4) "I wasn't very good tonight."
Those were the words of King Rice following the final buzzer, as Monmouth's head coach admitted that he did not do an optimal job of preparing his team for the challenge presented by Manhattan, a team he hinted would come ready for what Monmouth had to offer following the Hawks' 72-50 win at Iona this past Thursday.

"Our kids tried hard tonight," he began before falling on his own sword. "We fought. Their coach, our coach -- me -- wasn't very good tonight. I didn't help our kids enough tonight, and that happens sometimes."

"I thought my kids fought hard," he reiterated. "Our coach, meaning me, didn't do a good enough job to help them."

5) Could this rivalry be reprised?
Rice hinted at the notion of welcoming a third meeting with the Jaspers after seeming perturbed by comments he perceived to be directed toward him by a group of Manhattan fans in the latest chapter of a rivalry that has already seen its share of tense moments, such as the exchange between Waterman and Chris Brady in the final minutes of Manhattan's 78-71 win in January of 2016, when Brady apparently flexed in Waterman's direction following a made field goal.

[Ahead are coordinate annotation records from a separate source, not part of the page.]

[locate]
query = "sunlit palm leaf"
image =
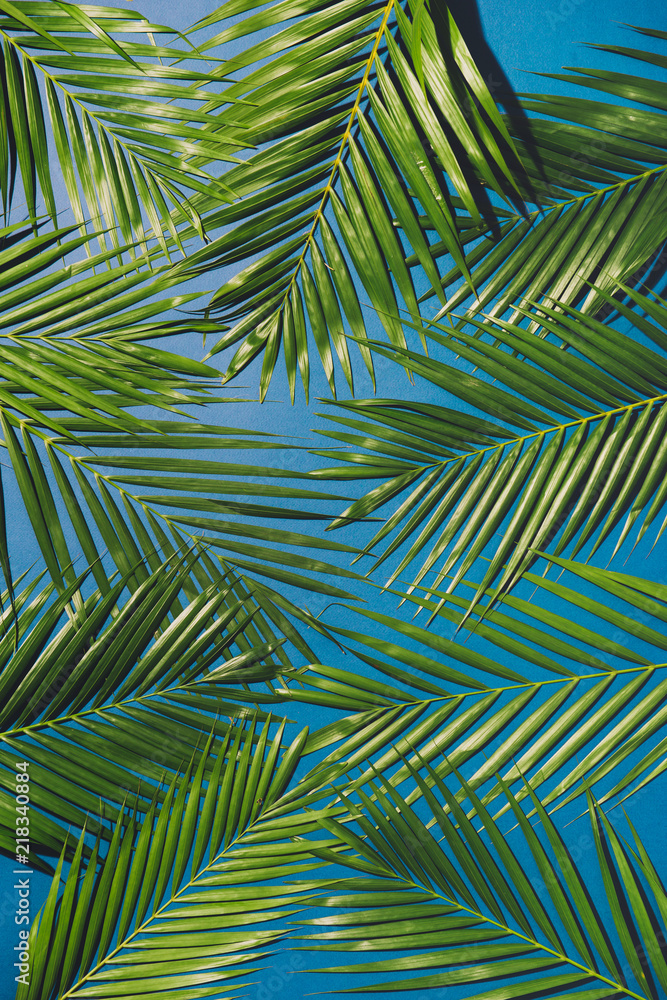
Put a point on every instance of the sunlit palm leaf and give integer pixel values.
(576, 709)
(116, 697)
(586, 408)
(119, 115)
(176, 902)
(473, 912)
(347, 158)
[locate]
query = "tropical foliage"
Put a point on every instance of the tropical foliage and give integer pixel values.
(341, 174)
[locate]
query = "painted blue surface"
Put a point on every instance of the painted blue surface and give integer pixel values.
(524, 37)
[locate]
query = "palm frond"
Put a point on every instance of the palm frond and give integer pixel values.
(472, 912)
(175, 902)
(119, 114)
(572, 710)
(348, 79)
(585, 405)
(122, 693)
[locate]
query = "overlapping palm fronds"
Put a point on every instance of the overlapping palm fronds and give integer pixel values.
(354, 77)
(119, 113)
(121, 694)
(539, 692)
(351, 153)
(174, 905)
(469, 909)
(576, 447)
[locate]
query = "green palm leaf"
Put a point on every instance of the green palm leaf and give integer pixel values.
(336, 86)
(572, 710)
(585, 405)
(470, 913)
(174, 903)
(118, 143)
(121, 694)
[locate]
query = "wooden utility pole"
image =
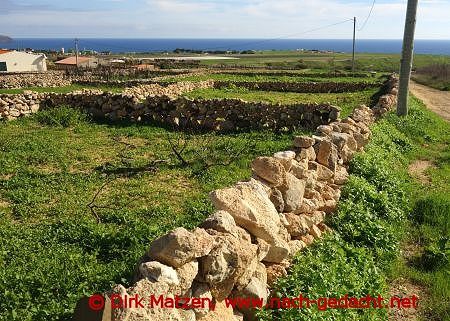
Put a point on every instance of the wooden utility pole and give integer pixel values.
(407, 58)
(354, 41)
(76, 52)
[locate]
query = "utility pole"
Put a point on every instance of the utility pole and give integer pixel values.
(76, 52)
(407, 57)
(354, 40)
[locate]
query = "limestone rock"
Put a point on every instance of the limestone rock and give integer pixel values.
(277, 252)
(303, 141)
(292, 191)
(306, 153)
(298, 169)
(297, 225)
(201, 290)
(158, 272)
(274, 272)
(270, 169)
(226, 263)
(296, 246)
(181, 246)
(221, 312)
(221, 221)
(277, 200)
(323, 173)
(251, 209)
(285, 158)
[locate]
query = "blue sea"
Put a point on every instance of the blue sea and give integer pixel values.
(437, 47)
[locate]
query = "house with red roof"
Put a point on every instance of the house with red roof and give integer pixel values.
(81, 61)
(20, 61)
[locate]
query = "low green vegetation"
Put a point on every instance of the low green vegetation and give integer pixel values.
(346, 101)
(382, 210)
(270, 78)
(62, 90)
(436, 76)
(51, 167)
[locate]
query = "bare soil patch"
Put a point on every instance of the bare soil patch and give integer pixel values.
(403, 288)
(436, 100)
(418, 168)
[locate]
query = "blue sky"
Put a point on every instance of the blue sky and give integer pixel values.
(218, 19)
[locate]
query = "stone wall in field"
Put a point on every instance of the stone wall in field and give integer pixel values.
(161, 104)
(98, 103)
(257, 226)
(299, 87)
(45, 79)
(264, 72)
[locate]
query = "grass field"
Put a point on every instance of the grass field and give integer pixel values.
(61, 172)
(51, 167)
(61, 90)
(346, 101)
(290, 78)
(383, 210)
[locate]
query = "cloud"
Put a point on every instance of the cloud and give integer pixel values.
(219, 19)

"I said, 'just let this settle in,' Rice recounted of a message to the team in the game's latter stages. "Let that the kids are calling your coach's name -- that their fans want to make it personal about the coach -- hear all of it. Maybe we'll play again. Hopefully we'll do that, and it will be fun. They won one, we won one. Hopefully we'll see them again on a Monday night, both of us get there, and we'll see what happens."

This is not the first time that Rice, always one to wear his emotions on his sleeve, has been unafraid to speak his mind; having defended his program and players against apparent fairweather fans in the wake of Monmouth's loss to Niagara this past Sunday, not to mention his press conference following the Hawks' MAAC championship loss to Iona two years ago, where he made comments -- which he later apologized for -- about Gaels head coach Tim Cluess not attending the conference's award ceremony held earlier that weekend.

However, when news of Rice's umbrage with what the Manhattan fans may have said reached Masiello, a close friend of his (to wit, Rice made it a point to seek out Masiello's mother and girlfriend in the stands following the game), the Jasper head coach defended his own fan base while handling the matter diplomatically at the same time.

"I've been at Manhattan -- this is my seventh year," he said. "I've known our fans and our student section to be some of the classiest fans. I'm proud to be the Manhattan coach, I'm proud of our student section, I'm very proud of how our fans conduct themselves."

"I didn't hear anything. If something was said that was derogatory or disrespectful, I will apologize as the head of this basketball organization, but I have to see what was said and find out. King's a dear friend of mine. I don't know what was said, I'll talk to King about that. If anything was said that shouldn't have been, I will apologize now for that. But I've been here seven years and I haven't had one incident regarding that, so I cannot speak on that because I did not hear it."